Objectives: To determine the characteristics of asymptomatic elevated blood pressure patients in an accident and emergency setting and assess the effect of a nurse-led intervention system.
Design: Cross-sectional study.
Setting: Accident and Emergency Department of a regional hospital in Hong Kong.
Participants: Patients with blood pressures of 140/90 mm Hg or above recorded twice (at triage and discharge) with no previous history of hypertension. Exclusion criteria were: (1) admission to hospital; (2) known hypertension; (3) referral for hypertension; (4) blood pressure higher than 180/120 mm Hg on rechecking.
Intervention: Patients were issued a referral by the discharge nurse to follow-up for blood pressure monitoring in primary care.
Main outcome measures: Diagnosis of hypertension, follow-up rate, and risk factors of hypertension.

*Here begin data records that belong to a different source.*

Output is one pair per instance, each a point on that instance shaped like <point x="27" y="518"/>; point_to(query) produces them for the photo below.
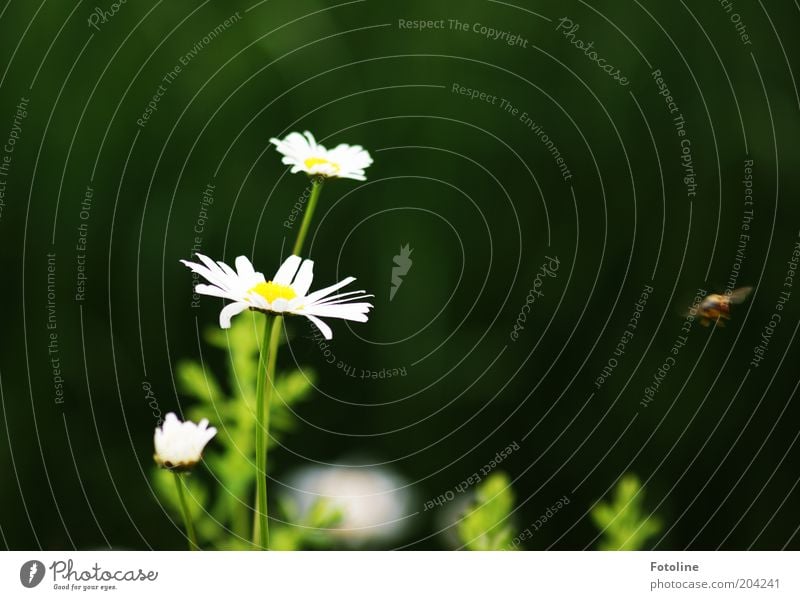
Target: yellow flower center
<point x="313" y="162"/>
<point x="272" y="291"/>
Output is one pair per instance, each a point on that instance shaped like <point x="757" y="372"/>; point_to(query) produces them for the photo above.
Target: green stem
<point x="316" y="188"/>
<point x="264" y="388"/>
<point x="187" y="517"/>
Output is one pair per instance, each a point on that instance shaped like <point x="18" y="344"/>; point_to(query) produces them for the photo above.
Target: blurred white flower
<point x="285" y="293"/>
<point x="303" y="153"/>
<point x="179" y="446"/>
<point x="373" y="501"/>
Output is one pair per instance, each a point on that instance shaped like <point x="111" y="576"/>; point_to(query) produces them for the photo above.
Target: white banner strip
<point x="399" y="575"/>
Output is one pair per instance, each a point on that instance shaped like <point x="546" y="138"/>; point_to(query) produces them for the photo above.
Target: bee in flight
<point x="717" y="307"/>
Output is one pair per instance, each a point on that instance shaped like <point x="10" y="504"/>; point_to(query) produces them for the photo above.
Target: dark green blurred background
<point x="478" y="197"/>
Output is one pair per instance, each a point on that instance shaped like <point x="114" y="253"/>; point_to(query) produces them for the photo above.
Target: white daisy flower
<point x="305" y="154"/>
<point x="285" y="293"/>
<point x="179" y="446"/>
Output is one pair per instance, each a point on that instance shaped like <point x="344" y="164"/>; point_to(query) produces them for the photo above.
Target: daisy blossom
<point x="285" y="293"/>
<point x="303" y="153"/>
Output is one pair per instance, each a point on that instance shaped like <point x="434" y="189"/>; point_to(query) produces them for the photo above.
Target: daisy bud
<point x="179" y="446"/>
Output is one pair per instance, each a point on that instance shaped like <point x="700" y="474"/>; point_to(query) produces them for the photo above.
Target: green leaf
<point x="486" y="525"/>
<point x="623" y="521"/>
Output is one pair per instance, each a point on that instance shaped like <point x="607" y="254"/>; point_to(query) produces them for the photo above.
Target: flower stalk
<point x="316" y="189"/>
<point x="265" y="385"/>
<point x="187" y="517"/>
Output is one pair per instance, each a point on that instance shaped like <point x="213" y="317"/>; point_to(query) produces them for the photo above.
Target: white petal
<point x="232" y="309"/>
<point x="356" y="311"/>
<point x="324" y="329"/>
<point x="216" y="277"/>
<point x="212" y="290"/>
<point x="286" y="273"/>
<point x="319" y="294"/>
<point x="302" y="281"/>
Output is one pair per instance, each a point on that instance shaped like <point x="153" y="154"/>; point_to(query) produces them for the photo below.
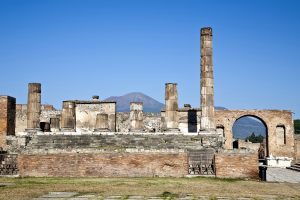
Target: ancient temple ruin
<point x="90" y="138"/>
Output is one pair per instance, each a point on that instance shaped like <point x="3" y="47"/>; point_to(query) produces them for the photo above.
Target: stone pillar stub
<point x="68" y="116"/>
<point x="136" y="117"/>
<point x="101" y="123"/>
<point x="33" y="107"/>
<point x="207" y="123"/>
<point x="171" y="107"/>
<point x="54" y="124"/>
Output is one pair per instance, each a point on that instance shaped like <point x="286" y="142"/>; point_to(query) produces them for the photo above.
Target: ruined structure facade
<point x="89" y="137"/>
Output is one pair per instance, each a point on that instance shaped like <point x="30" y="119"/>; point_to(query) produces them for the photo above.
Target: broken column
<point x="68" y="116"/>
<point x="207" y="82"/>
<point x="171" y="100"/>
<point x="7" y="118"/>
<point x="54" y="124"/>
<point x="101" y="122"/>
<point x="33" y="107"/>
<point x="136" y="116"/>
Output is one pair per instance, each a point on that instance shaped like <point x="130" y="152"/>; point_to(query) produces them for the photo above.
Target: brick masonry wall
<point x="7" y="118"/>
<point x="236" y="165"/>
<point x="104" y="165"/>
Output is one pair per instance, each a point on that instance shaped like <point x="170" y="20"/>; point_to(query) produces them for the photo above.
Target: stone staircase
<point x="8" y="164"/>
<point x="119" y="142"/>
<point x="295" y="167"/>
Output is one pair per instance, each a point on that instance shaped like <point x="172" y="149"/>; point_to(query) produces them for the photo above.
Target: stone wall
<point x="271" y="118"/>
<point x="118" y="142"/>
<point x="297" y="148"/>
<point x="47" y="111"/>
<point x="152" y="122"/>
<point x="7" y="118"/>
<point x="247" y="145"/>
<point x="236" y="164"/>
<point x="104" y="165"/>
<point x="86" y="112"/>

Results: Of 245 patients with asymptomatic elevated blood pressure, we were able to contact 222 for follow-up, of whom 136 (61%) claimed to have been followed up for their blood pressure, and 48 (22%) were diagnosed to have hypertension. The nurse time for finding one case was 28 minutes. The projected impact could be large. If this simple nursing guideline is implemented territory-wide, more than 7000 new cases of asymptomatic hypertension might be picked up annually.
Conclusion: The implementation of a simple nurse-led hypertension referral system is a cost-effective way to screen asymptomatic subjects with elevated blood pressures in the accident and emergency department.